Role of Health Literacy on Psychological Distress in Parents of Newly Diagnosed Pediatric Cancer Patients at Rady Children's Hospital San Diego
Health literacy is the ability to acquire, process and understand health-related information to function effectively in the healthcare environment. It has been shown that 36% of U.S. adults have limited health literacy. Health literacy can influence health behaviors and outcomes in various contexts, such as appropriateness of emergency department use and increased barriers to medication in patients with obesity. In the context of cancer, limited health literacy has been associated with decreased health-related quality of life in adults. Newly diagnosed pediatric cancer patients and their families experience significant psychological distress, particularly post-traumatic stress symptoms, during the course of cancer treatment. Furthermore, parents of children with advanced cancer have higher levels of psychological distress, especially if they experience financial hardship, perceive that their child is suffering and perceive that their child's outcomes are not aligned with treatment goals.

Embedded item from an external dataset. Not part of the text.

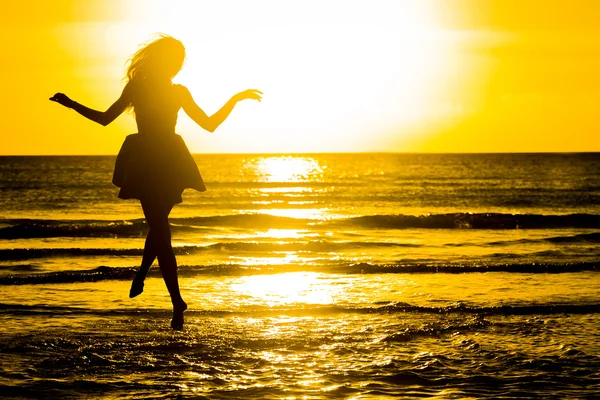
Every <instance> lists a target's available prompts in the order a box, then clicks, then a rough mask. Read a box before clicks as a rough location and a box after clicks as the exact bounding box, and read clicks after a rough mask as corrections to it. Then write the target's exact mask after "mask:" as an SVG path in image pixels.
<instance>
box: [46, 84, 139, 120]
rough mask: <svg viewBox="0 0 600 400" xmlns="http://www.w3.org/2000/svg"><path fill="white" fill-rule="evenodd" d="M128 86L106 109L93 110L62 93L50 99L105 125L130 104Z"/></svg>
mask: <svg viewBox="0 0 600 400" xmlns="http://www.w3.org/2000/svg"><path fill="white" fill-rule="evenodd" d="M128 87H129V86H125V88H124V89H123V92H122V93H121V96H120V97H119V98H118V99H117V101H115V102H114V104H113V105H112V106H110V107H109V108H108V110H106V111H97V110H93V109H91V108H89V107H86V106H84V105H83V104H79V103H77V102H76V101H74V100H71V99H70V98H69V97H68V96H67V95H66V94H64V93H56V94H55V95H54V96H52V97H50V100H52V101H55V102H57V103H59V104H61V105H63V106H65V107H67V108H71V109H73V110H75V111H77V112H78V113H79V114H81V115H83V116H84V117H86V118H87V119H89V120H92V121H94V122H97V123H99V124H100V125H102V126H106V125H108V124H110V123H111V122H113V121H114V120H115V119H116V118H117V117H118V116H119V115H121V114H122V113H123V111H125V109H127V107H128V106H129V105H130V104H131V97H130V92H129V90H128Z"/></svg>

Also, parents of pediatric cancer patients who reported feeling as they were not able to comprehend received health-information were more likely to have higher levels of psychological distress.
Limited research has been conducted to explore the relationship between health literacy and the degree of the psychological distress parents of pediatric cancer patients experience. In this proposed study, we will investigate the effects of health literacy, acculturation on the parents' distrust in the physician and on the parents and patients' physiological distress.
Results from this study will inform psychosocial interventions tailored to the health literacy and cultural needs of pediatric cancer patients and their families and, ultimately, will mitigate pediatric cancer disparities.